Key points
- USD/CHF seesaws after SNB policy decision, remains near 1-month trough
- SNB hikes rates for fifth time in a row to highest level since 2002
- SNB Chairman says more work remains to be done amid inflationary pressures
USD/CHF continued trading in proximity to an over 1-month trough on Thursday, after the Swiss National Bank raised its benchmark interest rate by 0.25% to 1.75% at its June policy meeting, against market expectations of a larger hike.
The bank also noted additional rate hikes could be required in order to achieve price stability in the medium term.
Prior to the SNB’s policy decision, markets were pricing in a 62% chance of a 0.50% rate increase.
This has been the fifth consecutive interest rate hike since the beginning of the SNB’s tightening cycle last year, which brought borrowing costs to their highest level since April 2002.
Despite that Switzerland’s inflation has dropped over the past year and is currently the lowest among G10 economies at 2.2%, there still was more to be done, according to SNB Chairman Thomas Jordan.
“The marked decline in recent months is very welcome.
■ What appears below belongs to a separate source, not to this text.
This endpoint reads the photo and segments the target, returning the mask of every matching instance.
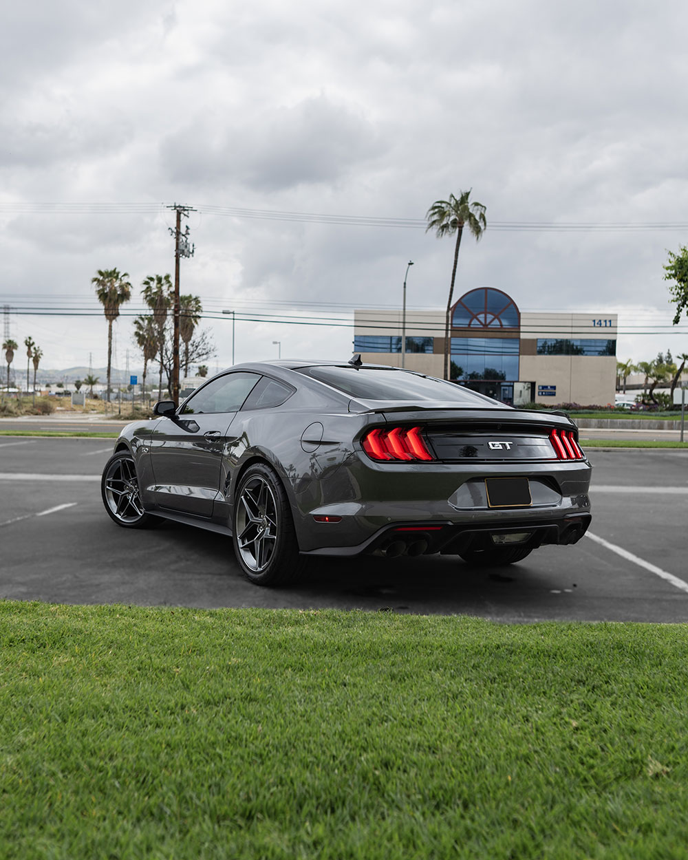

This is also the result of our monetary policy which is now significantly more restrictive than one year ago,” the SNB Chairman told reporters.
“Nevertheless the underlying inflationary pressure has risen further,” Jordan said.
The central bank revised down its full-year 2023 inflation projection, but raised its 2024 forecast because of ongoing second-round effects, higher electricity prices and rents, along with more persistent inflationary pressure from abroad.
The bank now expects average annual inflation of 2.2% this year and in 2024, and a 2.1% inflation in 2025.
As of 9:14 GMT on Thursday USD/CHF was edging up 0.10% to trade at 0.8939.
The major Forex pair touched an intraday low of 0.8906 immediately after the SNB’s policy decision, or its weakest level since June 16th (0.8902) – also a 1-month low.